Liam had one of those fancy electric razor
things in his bag, but all I had was some cheap disposables, which
meant I was going to have to cut it all off before shaving my head.
Fortunately, Talley had been the one to pack my escape bag, a fact
I realized the moment I opened it up to discover everything
organized neatly into individual freezer bags. I dug through what
was now a random assorted mess until I found the travel sewing kit.
Inside was a tiny pair of scissors, but a test of the ends proved
they would cut as long as I did it strand by strand.

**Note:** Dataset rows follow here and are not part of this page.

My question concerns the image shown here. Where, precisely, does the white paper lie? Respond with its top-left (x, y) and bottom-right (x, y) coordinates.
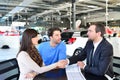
top-left (66, 64), bottom-right (86, 80)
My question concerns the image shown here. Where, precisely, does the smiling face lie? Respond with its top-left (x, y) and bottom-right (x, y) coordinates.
top-left (32, 36), bottom-right (39, 45)
top-left (87, 25), bottom-right (101, 41)
top-left (50, 30), bottom-right (61, 44)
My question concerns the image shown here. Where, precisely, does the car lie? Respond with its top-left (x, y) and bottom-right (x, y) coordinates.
top-left (61, 30), bottom-right (88, 56)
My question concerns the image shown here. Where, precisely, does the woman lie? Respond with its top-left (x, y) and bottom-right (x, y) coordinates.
top-left (17, 29), bottom-right (66, 80)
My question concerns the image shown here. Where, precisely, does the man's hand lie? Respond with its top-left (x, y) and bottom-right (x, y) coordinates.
top-left (57, 60), bottom-right (68, 68)
top-left (77, 61), bottom-right (85, 69)
top-left (26, 72), bottom-right (37, 79)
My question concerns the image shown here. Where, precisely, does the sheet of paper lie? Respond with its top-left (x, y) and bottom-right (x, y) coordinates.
top-left (66, 64), bottom-right (86, 80)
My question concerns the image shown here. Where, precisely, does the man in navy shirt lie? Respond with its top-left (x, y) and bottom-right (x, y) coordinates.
top-left (38, 27), bottom-right (66, 76)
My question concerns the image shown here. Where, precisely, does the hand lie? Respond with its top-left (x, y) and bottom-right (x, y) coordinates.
top-left (26, 72), bottom-right (37, 78)
top-left (57, 60), bottom-right (68, 68)
top-left (77, 61), bottom-right (85, 69)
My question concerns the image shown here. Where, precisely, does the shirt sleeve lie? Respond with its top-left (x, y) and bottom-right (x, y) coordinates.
top-left (59, 42), bottom-right (67, 60)
top-left (19, 52), bottom-right (57, 73)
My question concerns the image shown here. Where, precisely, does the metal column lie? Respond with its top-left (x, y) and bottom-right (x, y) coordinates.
top-left (71, 0), bottom-right (76, 29)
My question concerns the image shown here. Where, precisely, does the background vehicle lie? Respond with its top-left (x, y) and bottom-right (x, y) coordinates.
top-left (61, 30), bottom-right (88, 56)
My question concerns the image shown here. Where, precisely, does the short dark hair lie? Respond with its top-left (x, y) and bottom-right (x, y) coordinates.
top-left (92, 23), bottom-right (105, 37)
top-left (48, 27), bottom-right (62, 37)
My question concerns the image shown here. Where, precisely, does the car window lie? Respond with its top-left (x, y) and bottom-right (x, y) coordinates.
top-left (80, 31), bottom-right (88, 37)
top-left (61, 32), bottom-right (74, 42)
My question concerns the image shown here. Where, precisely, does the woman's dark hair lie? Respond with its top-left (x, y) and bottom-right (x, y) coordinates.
top-left (48, 27), bottom-right (62, 37)
top-left (17, 29), bottom-right (43, 66)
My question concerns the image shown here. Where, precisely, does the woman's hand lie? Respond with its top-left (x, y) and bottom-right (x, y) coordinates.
top-left (57, 60), bottom-right (68, 68)
top-left (26, 72), bottom-right (37, 79)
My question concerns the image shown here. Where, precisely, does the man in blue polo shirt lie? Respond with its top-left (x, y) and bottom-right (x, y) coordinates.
top-left (38, 27), bottom-right (66, 77)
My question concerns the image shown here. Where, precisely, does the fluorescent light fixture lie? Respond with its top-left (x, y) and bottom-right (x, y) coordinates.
top-left (87, 5), bottom-right (98, 8)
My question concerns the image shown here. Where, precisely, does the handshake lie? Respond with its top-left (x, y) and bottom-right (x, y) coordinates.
top-left (57, 60), bottom-right (68, 68)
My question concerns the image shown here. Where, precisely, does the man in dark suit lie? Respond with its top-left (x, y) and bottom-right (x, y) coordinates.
top-left (67, 23), bottom-right (113, 77)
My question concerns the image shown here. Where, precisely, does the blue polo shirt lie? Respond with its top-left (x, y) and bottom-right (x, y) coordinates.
top-left (38, 41), bottom-right (66, 66)
top-left (38, 41), bottom-right (66, 78)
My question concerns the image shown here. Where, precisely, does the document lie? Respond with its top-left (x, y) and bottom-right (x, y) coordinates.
top-left (66, 64), bottom-right (86, 80)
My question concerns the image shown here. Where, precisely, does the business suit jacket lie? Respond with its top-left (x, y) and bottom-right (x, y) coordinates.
top-left (69, 38), bottom-right (113, 77)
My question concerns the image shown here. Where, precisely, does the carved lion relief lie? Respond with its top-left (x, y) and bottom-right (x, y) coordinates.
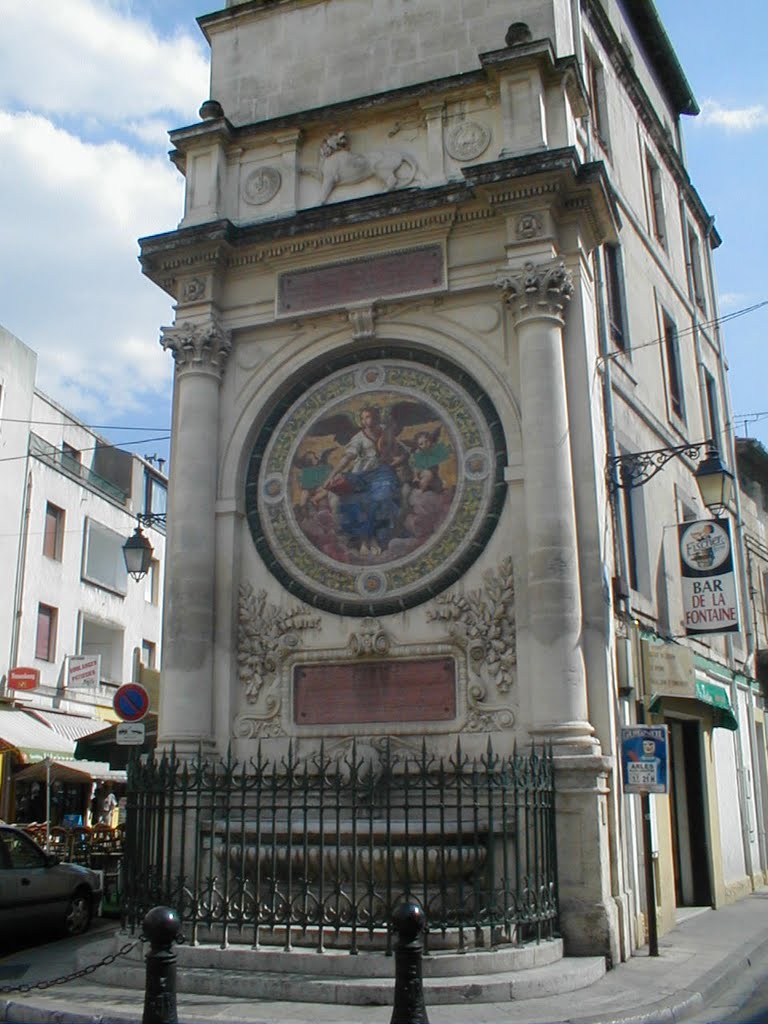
top-left (300, 129), bottom-right (420, 206)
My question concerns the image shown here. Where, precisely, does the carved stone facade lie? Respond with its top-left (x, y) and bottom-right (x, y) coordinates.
top-left (141, 0), bottom-right (745, 959)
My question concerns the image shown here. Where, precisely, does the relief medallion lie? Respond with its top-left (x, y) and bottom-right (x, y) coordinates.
top-left (246, 349), bottom-right (506, 615)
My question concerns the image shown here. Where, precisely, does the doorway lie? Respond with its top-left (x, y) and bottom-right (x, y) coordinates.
top-left (666, 718), bottom-right (712, 906)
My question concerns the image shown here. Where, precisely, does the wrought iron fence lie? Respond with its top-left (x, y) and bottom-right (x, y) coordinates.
top-left (124, 741), bottom-right (557, 952)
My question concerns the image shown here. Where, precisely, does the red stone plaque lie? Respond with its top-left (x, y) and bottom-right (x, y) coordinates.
top-left (278, 245), bottom-right (445, 313)
top-left (293, 657), bottom-right (456, 725)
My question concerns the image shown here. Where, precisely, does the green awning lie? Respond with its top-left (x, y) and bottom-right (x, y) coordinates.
top-left (648, 679), bottom-right (738, 732)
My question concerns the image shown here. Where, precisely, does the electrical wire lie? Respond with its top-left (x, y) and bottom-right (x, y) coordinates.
top-left (0, 434), bottom-right (171, 462)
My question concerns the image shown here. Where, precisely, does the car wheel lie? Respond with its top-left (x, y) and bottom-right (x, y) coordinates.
top-left (65, 889), bottom-right (91, 935)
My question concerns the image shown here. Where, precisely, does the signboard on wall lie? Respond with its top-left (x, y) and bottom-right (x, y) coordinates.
top-left (67, 654), bottom-right (101, 688)
top-left (622, 725), bottom-right (670, 793)
top-left (678, 519), bottom-right (739, 636)
top-left (8, 666), bottom-right (40, 690)
top-left (642, 640), bottom-right (696, 697)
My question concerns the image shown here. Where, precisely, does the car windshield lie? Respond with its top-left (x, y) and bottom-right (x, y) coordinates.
top-left (0, 831), bottom-right (45, 867)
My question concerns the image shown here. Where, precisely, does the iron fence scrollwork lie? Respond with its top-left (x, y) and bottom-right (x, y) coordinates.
top-left (123, 741), bottom-right (557, 953)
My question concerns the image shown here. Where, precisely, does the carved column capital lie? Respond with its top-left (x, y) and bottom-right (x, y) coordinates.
top-left (160, 319), bottom-right (232, 380)
top-left (496, 261), bottom-right (573, 323)
top-left (347, 303), bottom-right (376, 342)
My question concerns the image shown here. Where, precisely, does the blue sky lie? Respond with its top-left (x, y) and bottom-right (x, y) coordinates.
top-left (0, 0), bottom-right (768, 464)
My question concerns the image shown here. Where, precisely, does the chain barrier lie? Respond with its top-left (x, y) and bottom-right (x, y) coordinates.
top-left (0, 937), bottom-right (141, 995)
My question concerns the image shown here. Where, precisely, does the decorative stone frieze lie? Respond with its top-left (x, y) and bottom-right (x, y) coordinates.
top-left (427, 558), bottom-right (517, 696)
top-left (160, 319), bottom-right (232, 378)
top-left (181, 278), bottom-right (206, 302)
top-left (348, 617), bottom-right (391, 657)
top-left (496, 261), bottom-right (573, 321)
top-left (238, 584), bottom-right (319, 714)
top-left (445, 121), bottom-right (490, 161)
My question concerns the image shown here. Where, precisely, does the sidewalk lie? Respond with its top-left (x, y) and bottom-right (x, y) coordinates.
top-left (0, 890), bottom-right (768, 1024)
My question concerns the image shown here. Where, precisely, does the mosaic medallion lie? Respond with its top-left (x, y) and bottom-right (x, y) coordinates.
top-left (246, 350), bottom-right (506, 615)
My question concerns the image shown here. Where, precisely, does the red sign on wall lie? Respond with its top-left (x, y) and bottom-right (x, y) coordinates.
top-left (8, 668), bottom-right (40, 690)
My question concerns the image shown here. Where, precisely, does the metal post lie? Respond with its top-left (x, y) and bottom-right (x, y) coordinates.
top-left (141, 906), bottom-right (181, 1024)
top-left (390, 900), bottom-right (429, 1024)
top-left (637, 703), bottom-right (658, 956)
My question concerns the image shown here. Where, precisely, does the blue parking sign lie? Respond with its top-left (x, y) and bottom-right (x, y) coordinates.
top-left (622, 725), bottom-right (670, 793)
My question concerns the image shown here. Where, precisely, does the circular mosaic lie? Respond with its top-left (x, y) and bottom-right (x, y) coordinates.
top-left (246, 355), bottom-right (506, 615)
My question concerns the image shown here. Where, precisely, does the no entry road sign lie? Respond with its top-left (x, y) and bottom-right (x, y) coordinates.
top-left (112, 683), bottom-right (150, 722)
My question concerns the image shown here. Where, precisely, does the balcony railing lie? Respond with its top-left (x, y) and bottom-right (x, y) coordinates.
top-left (30, 433), bottom-right (128, 505)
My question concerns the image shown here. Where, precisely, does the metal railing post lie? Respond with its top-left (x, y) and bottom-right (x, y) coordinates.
top-left (141, 906), bottom-right (181, 1024)
top-left (390, 900), bottom-right (429, 1024)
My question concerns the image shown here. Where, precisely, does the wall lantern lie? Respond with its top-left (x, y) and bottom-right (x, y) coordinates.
top-left (608, 440), bottom-right (734, 516)
top-left (123, 512), bottom-right (166, 583)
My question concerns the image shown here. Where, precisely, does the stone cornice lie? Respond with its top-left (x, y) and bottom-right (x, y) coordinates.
top-left (139, 147), bottom-right (617, 298)
top-left (160, 318), bottom-right (232, 380)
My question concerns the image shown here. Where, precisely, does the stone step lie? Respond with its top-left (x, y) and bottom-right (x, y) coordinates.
top-left (167, 939), bottom-right (562, 978)
top-left (94, 954), bottom-right (605, 1006)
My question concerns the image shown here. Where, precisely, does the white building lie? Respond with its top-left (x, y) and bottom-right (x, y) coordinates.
top-left (132, 0), bottom-right (768, 959)
top-left (0, 330), bottom-right (167, 811)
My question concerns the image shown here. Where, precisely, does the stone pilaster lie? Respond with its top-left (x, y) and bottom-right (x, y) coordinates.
top-left (158, 317), bottom-right (231, 753)
top-left (498, 260), bottom-right (618, 958)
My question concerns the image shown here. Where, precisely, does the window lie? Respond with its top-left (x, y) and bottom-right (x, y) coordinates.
top-left (645, 153), bottom-right (667, 248)
top-left (603, 245), bottom-right (627, 348)
top-left (584, 49), bottom-right (608, 148)
top-left (80, 615), bottom-right (125, 683)
top-left (662, 310), bottom-right (684, 419)
top-left (688, 225), bottom-right (707, 312)
top-left (141, 640), bottom-right (157, 669)
top-left (144, 473), bottom-right (168, 520)
top-left (43, 502), bottom-right (65, 562)
top-left (82, 519), bottom-right (127, 594)
top-left (35, 604), bottom-right (58, 662)
top-left (144, 558), bottom-right (160, 604)
top-left (705, 370), bottom-right (720, 449)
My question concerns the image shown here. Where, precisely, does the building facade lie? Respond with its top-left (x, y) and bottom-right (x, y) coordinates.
top-left (141, 0), bottom-right (766, 961)
top-left (0, 330), bottom-right (167, 817)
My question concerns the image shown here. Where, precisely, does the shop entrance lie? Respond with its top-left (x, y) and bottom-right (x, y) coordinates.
top-left (666, 718), bottom-right (712, 906)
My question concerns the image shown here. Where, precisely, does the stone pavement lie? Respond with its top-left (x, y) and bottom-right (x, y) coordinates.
top-left (0, 889), bottom-right (768, 1024)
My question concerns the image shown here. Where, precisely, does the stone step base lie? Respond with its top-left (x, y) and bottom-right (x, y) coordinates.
top-left (167, 937), bottom-right (562, 978)
top-left (94, 953), bottom-right (605, 1007)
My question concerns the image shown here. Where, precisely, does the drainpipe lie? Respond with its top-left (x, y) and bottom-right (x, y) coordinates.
top-left (6, 468), bottom-right (32, 687)
top-left (696, 196), bottom-right (756, 879)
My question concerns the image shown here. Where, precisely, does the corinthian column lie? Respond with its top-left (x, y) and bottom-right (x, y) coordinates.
top-left (158, 319), bottom-right (231, 754)
top-left (499, 262), bottom-right (618, 959)
top-left (497, 262), bottom-right (593, 749)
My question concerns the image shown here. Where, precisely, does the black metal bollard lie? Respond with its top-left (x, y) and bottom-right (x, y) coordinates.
top-left (141, 906), bottom-right (181, 1024)
top-left (390, 900), bottom-right (429, 1024)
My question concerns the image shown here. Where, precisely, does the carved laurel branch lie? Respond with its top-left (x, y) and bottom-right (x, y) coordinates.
top-left (427, 558), bottom-right (517, 693)
top-left (238, 584), bottom-right (319, 703)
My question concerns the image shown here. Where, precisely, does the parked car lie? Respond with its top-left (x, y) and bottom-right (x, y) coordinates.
top-left (0, 825), bottom-right (101, 936)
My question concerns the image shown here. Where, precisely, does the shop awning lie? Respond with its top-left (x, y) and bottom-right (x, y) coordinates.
top-left (0, 708), bottom-right (75, 762)
top-left (648, 679), bottom-right (738, 732)
top-left (13, 758), bottom-right (126, 782)
top-left (25, 708), bottom-right (110, 742)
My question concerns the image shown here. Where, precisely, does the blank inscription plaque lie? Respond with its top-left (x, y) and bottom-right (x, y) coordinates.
top-left (293, 657), bottom-right (456, 725)
top-left (278, 245), bottom-right (445, 314)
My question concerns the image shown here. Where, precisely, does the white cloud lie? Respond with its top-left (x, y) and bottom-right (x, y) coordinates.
top-left (0, 0), bottom-right (208, 127)
top-left (0, 112), bottom-right (183, 422)
top-left (719, 292), bottom-right (746, 309)
top-left (700, 99), bottom-right (768, 132)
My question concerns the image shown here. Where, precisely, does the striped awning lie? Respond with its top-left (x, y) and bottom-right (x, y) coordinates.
top-left (0, 708), bottom-right (75, 763)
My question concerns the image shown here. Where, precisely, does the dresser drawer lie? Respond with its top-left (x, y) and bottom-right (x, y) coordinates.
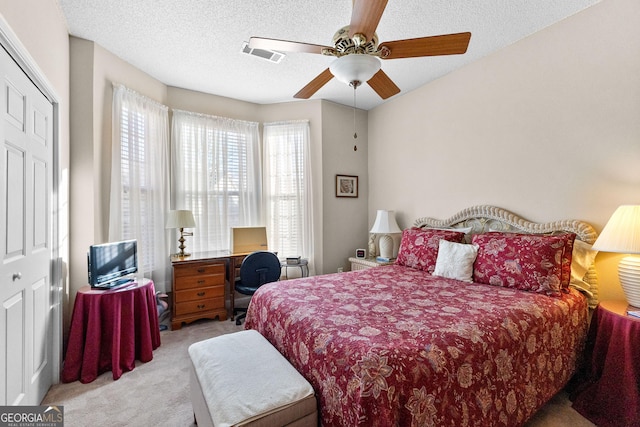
top-left (173, 263), bottom-right (225, 280)
top-left (174, 273), bottom-right (224, 291)
top-left (176, 286), bottom-right (224, 303)
top-left (175, 297), bottom-right (224, 316)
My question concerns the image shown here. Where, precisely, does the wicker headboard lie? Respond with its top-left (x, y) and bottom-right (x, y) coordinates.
top-left (414, 205), bottom-right (598, 307)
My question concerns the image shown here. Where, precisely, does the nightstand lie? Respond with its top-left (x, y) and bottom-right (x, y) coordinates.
top-left (349, 257), bottom-right (395, 271)
top-left (573, 301), bottom-right (640, 427)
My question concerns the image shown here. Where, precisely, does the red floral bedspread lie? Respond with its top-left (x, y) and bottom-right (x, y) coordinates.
top-left (245, 265), bottom-right (588, 426)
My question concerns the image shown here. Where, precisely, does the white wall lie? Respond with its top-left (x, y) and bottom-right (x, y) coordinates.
top-left (369, 0), bottom-right (640, 299)
top-left (322, 102), bottom-right (371, 273)
top-left (71, 41), bottom-right (368, 297)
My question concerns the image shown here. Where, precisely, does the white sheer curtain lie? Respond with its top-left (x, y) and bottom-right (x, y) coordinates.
top-left (109, 84), bottom-right (171, 291)
top-left (171, 110), bottom-right (264, 252)
top-left (263, 120), bottom-right (313, 274)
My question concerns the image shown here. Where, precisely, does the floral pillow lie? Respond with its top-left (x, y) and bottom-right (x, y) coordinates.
top-left (396, 228), bottom-right (464, 273)
top-left (472, 233), bottom-right (566, 295)
top-left (482, 231), bottom-right (576, 289)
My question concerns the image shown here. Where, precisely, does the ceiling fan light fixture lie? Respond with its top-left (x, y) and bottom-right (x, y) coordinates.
top-left (329, 53), bottom-right (381, 84)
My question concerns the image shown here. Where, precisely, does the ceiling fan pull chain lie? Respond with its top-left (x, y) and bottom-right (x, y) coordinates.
top-left (353, 84), bottom-right (358, 151)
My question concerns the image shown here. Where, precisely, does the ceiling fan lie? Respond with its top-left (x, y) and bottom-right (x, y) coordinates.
top-left (249, 0), bottom-right (471, 99)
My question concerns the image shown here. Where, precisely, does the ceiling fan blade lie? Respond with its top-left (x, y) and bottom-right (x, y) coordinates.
top-left (349, 0), bottom-right (388, 41)
top-left (293, 68), bottom-right (333, 99)
top-left (249, 37), bottom-right (331, 54)
top-left (379, 33), bottom-right (471, 59)
top-left (367, 70), bottom-right (400, 99)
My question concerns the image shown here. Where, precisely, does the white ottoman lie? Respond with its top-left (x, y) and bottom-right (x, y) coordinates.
top-left (189, 330), bottom-right (318, 427)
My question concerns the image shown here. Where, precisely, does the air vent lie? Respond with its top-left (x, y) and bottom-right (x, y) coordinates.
top-left (241, 42), bottom-right (284, 64)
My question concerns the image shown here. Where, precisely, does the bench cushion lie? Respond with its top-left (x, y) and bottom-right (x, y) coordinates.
top-left (189, 330), bottom-right (316, 426)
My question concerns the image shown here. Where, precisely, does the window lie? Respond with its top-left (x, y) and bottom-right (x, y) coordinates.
top-left (109, 86), bottom-right (169, 290)
top-left (264, 120), bottom-right (313, 261)
top-left (172, 110), bottom-right (262, 252)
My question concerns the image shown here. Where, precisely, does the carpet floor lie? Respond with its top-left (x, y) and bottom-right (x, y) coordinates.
top-left (42, 320), bottom-right (594, 427)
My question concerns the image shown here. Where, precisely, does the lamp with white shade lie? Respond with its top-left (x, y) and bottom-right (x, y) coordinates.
top-left (369, 210), bottom-right (402, 259)
top-left (165, 210), bottom-right (196, 257)
top-left (593, 205), bottom-right (640, 307)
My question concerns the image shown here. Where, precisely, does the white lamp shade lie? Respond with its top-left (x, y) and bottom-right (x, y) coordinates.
top-left (329, 53), bottom-right (381, 84)
top-left (369, 210), bottom-right (402, 234)
top-left (593, 205), bottom-right (640, 254)
top-left (165, 210), bottom-right (196, 228)
top-left (593, 205), bottom-right (640, 307)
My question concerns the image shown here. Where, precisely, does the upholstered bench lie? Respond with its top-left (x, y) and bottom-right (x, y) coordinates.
top-left (189, 330), bottom-right (318, 427)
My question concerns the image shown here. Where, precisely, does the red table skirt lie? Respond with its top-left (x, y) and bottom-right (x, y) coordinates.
top-left (573, 302), bottom-right (640, 427)
top-left (61, 279), bottom-right (160, 383)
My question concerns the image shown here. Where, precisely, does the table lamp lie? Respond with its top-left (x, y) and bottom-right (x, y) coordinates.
top-left (165, 210), bottom-right (196, 257)
top-left (593, 205), bottom-right (640, 307)
top-left (369, 210), bottom-right (402, 259)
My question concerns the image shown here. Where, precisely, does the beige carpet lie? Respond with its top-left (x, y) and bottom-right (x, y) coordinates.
top-left (42, 321), bottom-right (594, 427)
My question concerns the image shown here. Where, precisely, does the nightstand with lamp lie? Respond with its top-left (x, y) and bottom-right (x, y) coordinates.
top-left (349, 210), bottom-right (402, 271)
top-left (573, 205), bottom-right (640, 427)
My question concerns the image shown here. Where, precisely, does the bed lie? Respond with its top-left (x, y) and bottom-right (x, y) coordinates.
top-left (245, 206), bottom-right (597, 426)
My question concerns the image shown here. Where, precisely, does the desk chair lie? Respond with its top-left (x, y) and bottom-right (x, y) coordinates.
top-left (233, 251), bottom-right (280, 325)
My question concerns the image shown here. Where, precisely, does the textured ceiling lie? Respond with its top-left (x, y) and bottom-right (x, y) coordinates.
top-left (57, 0), bottom-right (599, 110)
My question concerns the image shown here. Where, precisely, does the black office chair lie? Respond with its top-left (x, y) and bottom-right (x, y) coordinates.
top-left (233, 251), bottom-right (280, 325)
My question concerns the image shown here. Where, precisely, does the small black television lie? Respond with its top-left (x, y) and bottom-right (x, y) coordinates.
top-left (87, 240), bottom-right (138, 288)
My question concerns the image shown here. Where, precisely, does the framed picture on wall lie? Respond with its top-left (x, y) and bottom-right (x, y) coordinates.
top-left (336, 175), bottom-right (358, 197)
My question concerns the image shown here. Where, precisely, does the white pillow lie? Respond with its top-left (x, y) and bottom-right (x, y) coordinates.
top-left (433, 240), bottom-right (478, 283)
top-left (570, 239), bottom-right (598, 292)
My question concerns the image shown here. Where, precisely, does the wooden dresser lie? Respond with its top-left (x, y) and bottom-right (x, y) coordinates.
top-left (171, 253), bottom-right (230, 330)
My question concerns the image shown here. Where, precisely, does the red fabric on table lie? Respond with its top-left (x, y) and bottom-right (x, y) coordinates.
top-left (61, 280), bottom-right (160, 383)
top-left (573, 302), bottom-right (640, 427)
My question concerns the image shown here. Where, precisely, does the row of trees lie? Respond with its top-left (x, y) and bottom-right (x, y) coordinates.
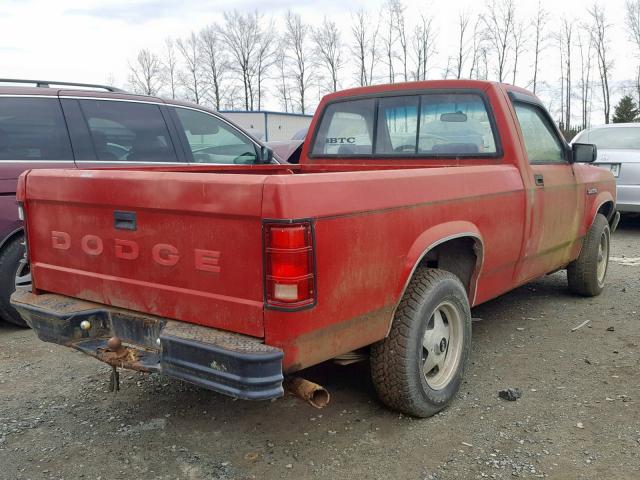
top-left (124, 0), bottom-right (640, 131)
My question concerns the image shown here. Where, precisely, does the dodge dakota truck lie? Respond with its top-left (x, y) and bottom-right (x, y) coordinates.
top-left (12, 80), bottom-right (619, 417)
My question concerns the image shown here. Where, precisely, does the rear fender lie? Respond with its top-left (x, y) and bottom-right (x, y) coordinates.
top-left (394, 221), bottom-right (484, 330)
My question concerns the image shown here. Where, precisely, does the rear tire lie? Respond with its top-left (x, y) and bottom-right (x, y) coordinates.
top-left (0, 234), bottom-right (28, 327)
top-left (371, 268), bottom-right (471, 417)
top-left (567, 213), bottom-right (611, 297)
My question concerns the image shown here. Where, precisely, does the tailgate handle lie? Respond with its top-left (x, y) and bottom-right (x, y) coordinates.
top-left (113, 210), bottom-right (138, 230)
top-left (533, 173), bottom-right (544, 187)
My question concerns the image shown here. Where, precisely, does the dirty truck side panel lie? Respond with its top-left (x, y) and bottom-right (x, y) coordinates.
top-left (263, 165), bottom-right (525, 370)
top-left (26, 170), bottom-right (264, 336)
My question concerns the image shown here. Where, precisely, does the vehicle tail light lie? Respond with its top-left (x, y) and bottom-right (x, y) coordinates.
top-left (264, 221), bottom-right (316, 309)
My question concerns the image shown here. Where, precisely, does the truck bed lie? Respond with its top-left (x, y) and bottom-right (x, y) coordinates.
top-left (25, 165), bottom-right (522, 344)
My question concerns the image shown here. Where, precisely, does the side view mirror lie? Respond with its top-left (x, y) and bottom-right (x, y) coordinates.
top-left (258, 145), bottom-right (273, 163)
top-left (571, 143), bottom-right (598, 163)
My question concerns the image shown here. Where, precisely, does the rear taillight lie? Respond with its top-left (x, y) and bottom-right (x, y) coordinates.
top-left (264, 221), bottom-right (316, 309)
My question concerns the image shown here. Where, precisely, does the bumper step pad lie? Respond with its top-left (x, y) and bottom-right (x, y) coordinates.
top-left (11, 290), bottom-right (284, 400)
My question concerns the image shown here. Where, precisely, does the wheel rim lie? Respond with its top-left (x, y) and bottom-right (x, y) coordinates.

I pulled the first strand out from my head
and positioned the scissors an inch from my scalp.

Snip.

I had about a fourth of it done with my arms
started getting tired. Halfway through I got so bored I thought I
might scream. At three-fourths of the way through the door swung
open.


What are you doing?” Liam
asked, setting some bags on the dresser.

I couldn’t even say anything I was so
shocked. I just sat there on the vanity, my feet in the sink, with
microscopic scissors in my hand and a pile of hair scattered about
me.


Did you cut off your hair?
With those?” He looked at me as if I was completely nuts.
“Why?”


I need to be incognito.” I
sounded like a little kid who just got caught doing something
stupid, which pissed me off. What was it to him anyhow?

Liam reached in a bag and
pulled out a brown wig. He cocked his head and lifted his eyebrows
as if to say,
what do you think this is
for?
I looked back at the mirror, actually
saw what I had done to myself, and burst into tears.

If the little kid voice had
made me angry at myself then the tears pushed me firmly into the
livid camp. I hadn’t cried in weeks. I didn’t cry when Talley’s
mom, the woman who took care of me when I was a kid, turned me over
to the Alphas, or when my brother chose a mateless,
Taxiarho-in-Training existence over my life. I hadn’t shed a tear
when I saw the guillotine that was to kill me, when Charlie hugged
me goodbye, or when I saw the devastation wrought from my escape.
But now I was in full waterworks mode over
my hair.
Yet, no matter how furious I
was with myself, I couldn’t stop. It was like a dam had
broken.


You’re crying,” Liam
observed with more than a hint of horror.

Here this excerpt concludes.